Machine Learning Behind The Scenes: An Exploratory Study in Fintech
- 1. Delft University of Technology
Description
Abstract—Artificial Intelligence has become increasingly important for organizations. Pioneers in the Artificial Intelligence industry are asking how to better develop and maintain Artificial Intelligence software. This paper focuses on Machine Learning, the branch of Artificial Intelligence that deals with the automatic generation of knowledge models based on sample data. This study aims to understand the evolution of the processes by which Machine Learning applications are developed and how state-of-the-art lifecycle models fit the current needs of the fintech industry. We conducted an exploratory case study at \ING, a global bank with a strong European base. We interviewed 17 people with different roles and from different departments within the organization.
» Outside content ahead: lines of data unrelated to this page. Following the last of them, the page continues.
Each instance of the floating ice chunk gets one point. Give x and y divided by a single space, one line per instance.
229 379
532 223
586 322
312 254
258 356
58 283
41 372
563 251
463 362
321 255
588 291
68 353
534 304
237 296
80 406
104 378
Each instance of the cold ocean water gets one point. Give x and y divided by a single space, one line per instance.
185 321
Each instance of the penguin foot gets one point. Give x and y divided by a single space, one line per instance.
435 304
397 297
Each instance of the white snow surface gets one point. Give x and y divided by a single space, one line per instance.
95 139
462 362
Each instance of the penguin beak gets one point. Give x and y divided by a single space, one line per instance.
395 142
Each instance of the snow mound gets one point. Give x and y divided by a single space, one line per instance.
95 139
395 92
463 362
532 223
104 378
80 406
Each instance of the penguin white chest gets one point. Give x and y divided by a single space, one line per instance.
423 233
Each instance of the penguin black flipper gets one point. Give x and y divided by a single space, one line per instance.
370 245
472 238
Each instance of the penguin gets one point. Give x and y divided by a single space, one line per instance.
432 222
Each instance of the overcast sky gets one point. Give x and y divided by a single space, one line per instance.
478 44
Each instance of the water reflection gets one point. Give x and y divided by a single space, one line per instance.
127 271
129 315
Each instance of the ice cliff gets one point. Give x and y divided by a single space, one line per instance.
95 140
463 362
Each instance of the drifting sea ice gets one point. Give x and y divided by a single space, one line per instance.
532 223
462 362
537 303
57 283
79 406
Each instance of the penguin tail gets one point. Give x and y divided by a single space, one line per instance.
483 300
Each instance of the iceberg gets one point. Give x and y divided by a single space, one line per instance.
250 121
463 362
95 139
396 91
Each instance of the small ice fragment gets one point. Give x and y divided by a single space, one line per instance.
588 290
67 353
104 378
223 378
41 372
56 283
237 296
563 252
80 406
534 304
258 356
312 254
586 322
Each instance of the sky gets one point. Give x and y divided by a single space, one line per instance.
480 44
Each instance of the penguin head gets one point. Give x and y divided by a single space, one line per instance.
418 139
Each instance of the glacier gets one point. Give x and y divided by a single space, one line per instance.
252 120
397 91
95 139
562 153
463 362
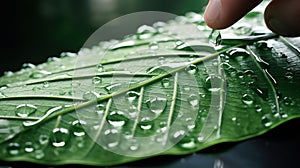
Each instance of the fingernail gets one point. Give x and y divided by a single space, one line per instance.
278 27
213 10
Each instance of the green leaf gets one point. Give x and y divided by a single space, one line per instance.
170 93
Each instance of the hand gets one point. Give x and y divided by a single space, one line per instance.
281 16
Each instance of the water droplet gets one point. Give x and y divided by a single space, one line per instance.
90 95
123 44
29 147
247 99
193 100
145 32
165 82
100 108
153 45
24 110
215 37
44 139
111 138
39 74
117 119
157 105
39 154
60 137
263 45
191 69
213 83
13 148
77 127
113 87
131 96
266 120
288 101
146 124
238 54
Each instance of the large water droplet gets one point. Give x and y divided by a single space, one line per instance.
132 96
238 54
266 120
117 119
191 69
39 74
24 110
90 95
96 80
145 32
157 105
77 127
213 83
111 138
247 99
29 147
13 148
215 37
60 137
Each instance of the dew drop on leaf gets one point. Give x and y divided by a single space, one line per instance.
24 110
111 138
247 99
96 80
59 137
145 32
13 148
238 54
191 69
117 119
266 120
29 147
77 127
90 95
215 37
213 83
157 105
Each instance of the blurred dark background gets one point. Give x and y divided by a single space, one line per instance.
33 30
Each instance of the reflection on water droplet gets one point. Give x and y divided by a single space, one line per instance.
39 154
145 32
247 99
266 120
43 139
96 80
193 100
77 127
213 83
24 110
90 95
215 37
191 69
153 45
13 148
165 82
117 119
39 74
29 147
131 96
60 137
111 138
157 105
238 54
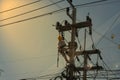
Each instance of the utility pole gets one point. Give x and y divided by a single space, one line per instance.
71 69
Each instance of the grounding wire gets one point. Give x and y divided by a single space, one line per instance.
32 10
20 6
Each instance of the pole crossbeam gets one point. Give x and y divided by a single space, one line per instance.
77 25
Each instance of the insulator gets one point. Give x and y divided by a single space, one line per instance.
67 9
70 0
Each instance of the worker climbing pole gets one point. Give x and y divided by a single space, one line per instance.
68 51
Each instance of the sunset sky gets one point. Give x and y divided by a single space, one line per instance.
29 48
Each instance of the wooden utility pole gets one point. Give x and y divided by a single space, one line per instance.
73 44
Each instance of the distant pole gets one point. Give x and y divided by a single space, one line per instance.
85 59
72 46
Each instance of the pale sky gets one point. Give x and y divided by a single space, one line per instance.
29 49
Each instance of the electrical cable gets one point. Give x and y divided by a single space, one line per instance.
32 10
95 2
20 6
49 13
108 31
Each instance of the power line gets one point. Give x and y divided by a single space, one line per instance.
31 18
20 6
103 36
48 13
32 10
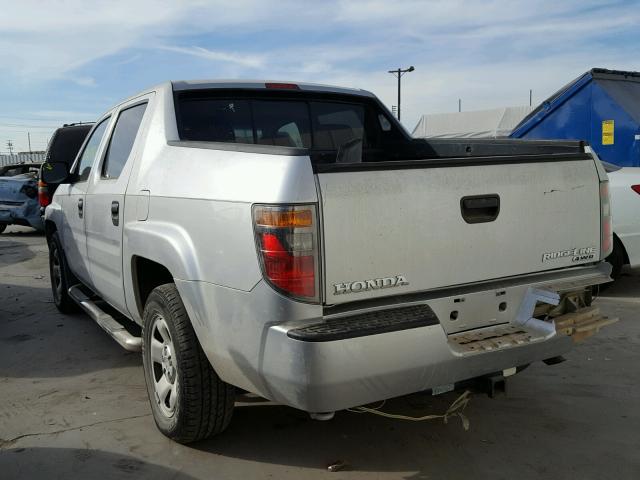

We analyze existing lifecycle models in the literature and refine them by adding stages for data collection, a feasibility study, documentation, model monitoring, and a sub-stage of model risk assessment within model evaluation. The results indicate that the existing lifecycle models CRISP-DM and TDSP largely reflect the current development processes of Machine Learning applications, but there are crucial steps missing from the fintech perspective, including a feasibility study, documentation, model evaluation, and model monitoring. Our work shows that the real challenges of applying Machine Learning go much beyond sophisticated learning algorithms -- more focus is needed on the entire lifecycle.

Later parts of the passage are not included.